A rationalistic trinitarian theology, dysfunctional and divorced from Christian life and ethics, has little practical effect. A revitalized trinitarian theology, however, has strong down-to-earth ramifications. The opening sentence of Catherine LaCugna’s influential study God for Us articulates this surprising claim with vigor: “The doctrine of the Trinity is ultimately a practical doctrine with radical consequences for Christian life.” The logic of this assertion is clear. God lives as the mystery of love. Human beings are created in the image of God. Therefore, a life of integrity is impossible unless we also enter the dynamic of love and communion with others.
What practical pattern of life best enables us to do so?
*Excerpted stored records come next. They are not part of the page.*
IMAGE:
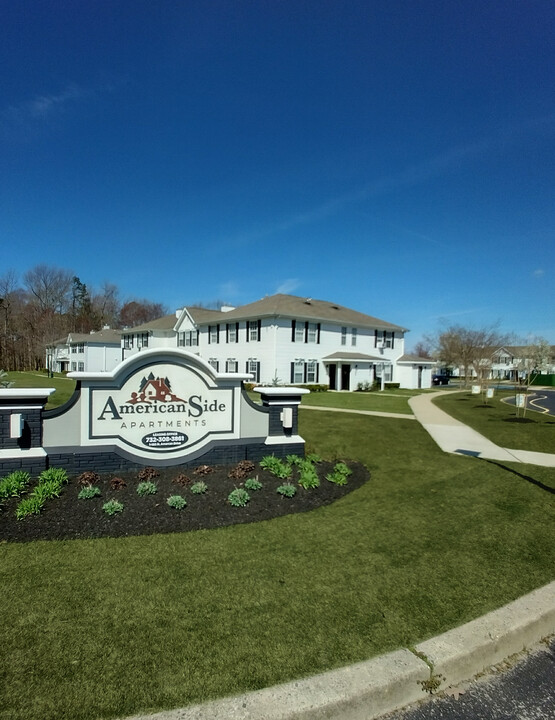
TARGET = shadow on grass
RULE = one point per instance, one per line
(529, 479)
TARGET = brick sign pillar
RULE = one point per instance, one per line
(21, 429)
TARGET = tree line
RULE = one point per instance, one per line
(48, 302)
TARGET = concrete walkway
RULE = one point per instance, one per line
(381, 685)
(454, 437)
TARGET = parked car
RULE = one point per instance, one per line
(440, 379)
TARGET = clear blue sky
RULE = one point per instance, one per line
(395, 157)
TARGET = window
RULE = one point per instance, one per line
(189, 338)
(253, 367)
(231, 365)
(312, 371)
(142, 340)
(313, 332)
(214, 334)
(232, 332)
(253, 330)
(298, 371)
(297, 331)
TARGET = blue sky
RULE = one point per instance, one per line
(394, 157)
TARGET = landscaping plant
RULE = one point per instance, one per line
(146, 488)
(112, 507)
(238, 497)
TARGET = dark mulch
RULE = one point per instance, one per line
(67, 517)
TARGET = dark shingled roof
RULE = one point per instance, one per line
(291, 306)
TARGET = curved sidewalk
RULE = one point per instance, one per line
(455, 437)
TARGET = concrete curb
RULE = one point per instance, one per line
(378, 686)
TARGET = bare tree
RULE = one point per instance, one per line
(470, 349)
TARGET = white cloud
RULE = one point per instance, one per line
(287, 286)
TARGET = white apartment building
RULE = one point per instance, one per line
(284, 339)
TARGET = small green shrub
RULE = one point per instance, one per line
(88, 492)
(340, 474)
(253, 484)
(309, 477)
(238, 497)
(177, 502)
(199, 488)
(58, 474)
(112, 507)
(14, 484)
(146, 488)
(47, 489)
(28, 506)
(313, 458)
(287, 490)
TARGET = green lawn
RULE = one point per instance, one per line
(395, 401)
(64, 386)
(497, 421)
(106, 628)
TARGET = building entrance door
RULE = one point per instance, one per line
(345, 377)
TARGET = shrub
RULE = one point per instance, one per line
(287, 490)
(146, 488)
(177, 502)
(88, 478)
(203, 470)
(58, 474)
(29, 506)
(340, 474)
(14, 484)
(253, 484)
(117, 483)
(199, 488)
(147, 473)
(313, 458)
(112, 507)
(308, 477)
(88, 492)
(238, 497)
(47, 490)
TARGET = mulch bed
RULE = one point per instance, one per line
(67, 517)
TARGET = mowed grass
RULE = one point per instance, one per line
(497, 420)
(107, 628)
(64, 386)
(394, 401)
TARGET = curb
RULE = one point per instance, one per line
(387, 683)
La Cugna proposes that the key resides in the reign of God, which Jesus preached and enacted. As glimpsed in his parables and practices, the reign of God is a gracious rule of saving love and communion. As a place where God’s will is done on earth as it is in heaven, it sets up a new kind of community where “the least of these” brothers and sisters are included, a gathering where the Samaritan woman, the tax collector, and the leper are equally at home. In this commuity tyranny is countermanded in the light of God’s self-giving ways; male and female are equal partners, as are Jew and Greek. Justice, peace, and the well-being of all creatures are the goal. If we are not living out the types of relationships that serve this pattern of the truth of the reign of God, then we haven’t a clue about who God is. Knowing God is impossible unless we enter into a life of love and communion with others.
To say that the Trinity is inherently practical is not to imply that this belief gives immediate solutions to war and violence, blueprints to eliminate hunger, or concrete remedies for inequality. Rather, it functions as a source of vision to shape our actions in the world, a criterion to measure the fidelity of our lives, and a basis for resisting every form of oppression that diminshes commuity.
Deeply harmful attitudes and practices have arisen in church and society because one group imagines itself superior to another. The resulting stratification of power, with some dominant, some subordinate, shapes institutions of racism, sexism, ecclesiastical clericalism, and ruination of the earth, among other pernicious sins. The revitalized idea of the Trinity makes clear that, far from exisitng as a monarch ruling from isolated splendor and lording it over others, the living God is an overflowing communon of self- giving love. The practical importance of this notion lies in the way it exposes the perversion of patriarchy, racism, and other sinful patterns.
Elizabeth A. Johnson, Quest for the Living God: Mapping Frontiers in the Theology of God (New York/London: Continuum, 2007), pp. 222-23.